The Counter-Reformation papacy had long since lost its Renaissance openness and had once again become enamored of the Inquisition. To be Catholic meant an unquestioning obedience to the church, and this obedience had to stretch across one's entire life into one's actions and beliefs. This was part of the Tridentine reform preached by the Jesuits, who had themselves taken a special vow of obedience to the pope. On the other hand, the Tübingen consistory demanded an equal level of obedience, of complete acquiescence to the Formula of Concord, the document that was meant to bring peace to the diverse factions in Lutheranism. Instead, it became the means of excluding men such as Kepler who could not bring themselves to conform to it. This conflict came to a head in the first few weeks of Kepler's life in Linz.

The Württemberg Lutherans were really a very tight group. Everyone knew everyone else's business, and they wrote letters back and forth across Germany about those suspected of heresy. In an informal way, they had invented their own inquisition, based on the village more than the city. Where the Catholic Holy Office had professional inquisitors, tribunals, and royal armies to back them up, the Lutheran inquisition had winks and nods and secret letters. In 1610, two years before Kepler himself arrived in Linz, Daniel Hitzler had become its chief pastor. He was a Württemberg-trained minister, another graduate of the duke's stipend program who, five years after Kepler, had taken the same course of studies. He was about as different a man from Kepler as one could imagine. He was certain of his orthodoxy and of the need for absolute conformity within the body of the church. Kepler believed that a man's conscience was inviolable, a matter between himself and God, and that one had a religious duty to reason through the complexities of the faith and to understand them.
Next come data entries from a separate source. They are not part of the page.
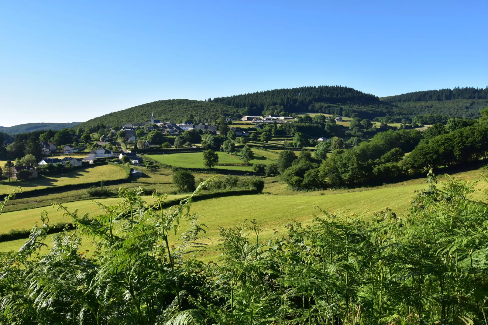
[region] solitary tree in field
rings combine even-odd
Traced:
[[[325,160],[327,159],[327,152],[330,149],[332,143],[328,141],[319,142],[315,146],[315,150],[313,151],[313,158],[315,159]]]
[[[182,192],[195,190],[195,176],[186,170],[177,170],[173,174],[173,183]]]
[[[227,137],[231,140],[236,140],[236,131],[234,130],[229,130],[229,131],[227,132]]]
[[[5,166],[3,167],[3,175],[5,177],[8,177],[9,181],[14,176],[14,163],[9,160],[7,160],[5,163]]]
[[[90,141],[91,141],[91,136],[90,135],[90,133],[88,133],[88,132],[85,132],[83,134],[83,135],[81,136],[81,140],[83,142],[87,143]]]
[[[17,172],[16,177],[18,181],[26,181],[29,179],[32,173],[27,169],[22,169]]]
[[[230,140],[225,140],[224,142],[224,151],[228,154],[231,154],[236,150],[236,145]]]
[[[364,126],[365,129],[370,129],[373,127],[373,123],[367,119],[364,119],[361,121],[361,124]]]
[[[33,155],[28,154],[24,156],[24,158],[20,159],[20,165],[31,166],[34,165],[37,162],[36,157]]]
[[[332,139],[332,142],[330,150],[332,151],[338,149],[343,149],[344,148],[344,141],[342,140],[342,138],[334,137]]]
[[[213,150],[209,149],[203,151],[203,165],[207,168],[211,168],[219,162],[219,156]]]
[[[288,167],[291,166],[292,163],[297,159],[295,153],[291,150],[283,150],[280,153],[280,156],[276,161],[278,170],[280,173],[283,173]]]
[[[254,159],[254,153],[250,148],[245,145],[241,151],[241,158],[246,162],[249,162],[250,161]]]
[[[175,148],[181,148],[184,145],[185,142],[183,137],[178,136],[175,139]]]
[[[163,133],[157,130],[153,130],[147,135],[147,140],[154,144],[161,144],[164,141]]]
[[[271,140],[271,135],[269,132],[265,131],[261,133],[261,141],[263,142],[267,142]]]
[[[302,132],[297,132],[295,134],[295,138],[293,139],[293,145],[297,148],[303,148],[307,146],[306,139],[305,136]]]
Hitzler believed that the individual conscience needed to submit to the church and that wild horses such as Johannes Kepler needed to be reined in.

Soon after Kepler arrived in Linz, he met with pastor Hitzler and requested Communion. During the conversation, he set forth the entire contents of his faith, including where he agreed with the Formula of Concord, which was nearly all of it, and where he disagreed. After all, self-destructive honesty is always the best policy. However, unknown to Kepler, Pastor Hitzler had already received a communication from someone in Württemberg, possibly Hafenreffer, informing him of the consistory's suspicions about the imperial mathematician, who had been a source of controversy from the time he entered Tübingen. Because Linz, like Graz, was a missionary colony of Württemberg, most of the people already knew about the suspicious nature of the imperial mathematician. Unlike with Galileo, whose struggles with the Inquisition had more to do with angry astronomers and philosophers and finally the proud intransigence of Pope Urban VIII, the persecution of Kepler, like his mother's later witch trial, was a matter of gossip. The Lutheran consistory in Stuttgart and the faculty at Tübingen considered Kepler to be an “unhealthy sheep”
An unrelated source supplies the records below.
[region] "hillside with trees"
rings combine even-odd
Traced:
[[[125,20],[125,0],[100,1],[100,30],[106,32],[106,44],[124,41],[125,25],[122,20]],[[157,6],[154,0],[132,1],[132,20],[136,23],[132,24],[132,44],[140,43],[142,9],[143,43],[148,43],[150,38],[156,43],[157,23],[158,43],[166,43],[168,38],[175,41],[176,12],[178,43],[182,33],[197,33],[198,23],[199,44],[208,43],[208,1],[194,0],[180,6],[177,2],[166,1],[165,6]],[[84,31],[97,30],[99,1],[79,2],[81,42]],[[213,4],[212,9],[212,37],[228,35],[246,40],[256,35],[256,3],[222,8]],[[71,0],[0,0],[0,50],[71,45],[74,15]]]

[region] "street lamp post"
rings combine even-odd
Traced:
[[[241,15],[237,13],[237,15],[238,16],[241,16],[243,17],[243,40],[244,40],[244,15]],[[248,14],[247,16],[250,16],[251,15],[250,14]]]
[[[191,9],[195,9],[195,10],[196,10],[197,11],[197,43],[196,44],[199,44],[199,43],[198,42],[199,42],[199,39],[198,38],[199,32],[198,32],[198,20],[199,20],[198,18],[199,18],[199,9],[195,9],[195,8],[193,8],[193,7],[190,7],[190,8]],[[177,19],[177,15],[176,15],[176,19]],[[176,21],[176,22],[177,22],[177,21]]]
who might infect the flock with his unorthodox ideas. This was not even close to the truth, for Kepler kept his concerns about the ubiquity doctrine within a narrow circle of friends. Ultimately, he believed that all Christians—Calvinists, Lutherans, and even Catholics—should respect one another as Christians, and that was the most heretical thing of all.
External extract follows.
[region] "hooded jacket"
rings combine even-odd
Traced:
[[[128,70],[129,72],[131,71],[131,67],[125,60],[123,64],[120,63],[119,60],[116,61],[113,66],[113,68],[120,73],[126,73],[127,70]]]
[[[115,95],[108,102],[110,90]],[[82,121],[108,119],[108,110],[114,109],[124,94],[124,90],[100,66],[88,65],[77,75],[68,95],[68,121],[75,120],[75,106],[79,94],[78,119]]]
Hitzler took the letter about Kepler he had received from Tübingen at face value and demanded that the astronomer sign a copy of the Formula of Concord and stipulate to all of its provisions without reservation. This was the price of receiving Communion. Kepler told him that he accepted the Formula of Concord in every way, except that he had one small reservation. The pastor told him in return that it was all or nothing, and he demanded absolute obedience—for Hitzler, Kepler's personal faith was not as important as his compliance. In Kepler's mind, this meant abandoning his own conscience, his own faith, the thing that Luther had taught was the only way to salvation. It was his most immediate connection to God. Did not the Lutherans rebel against the Catholic church on the same issues? To abandon his conscience would be to abandon his faith.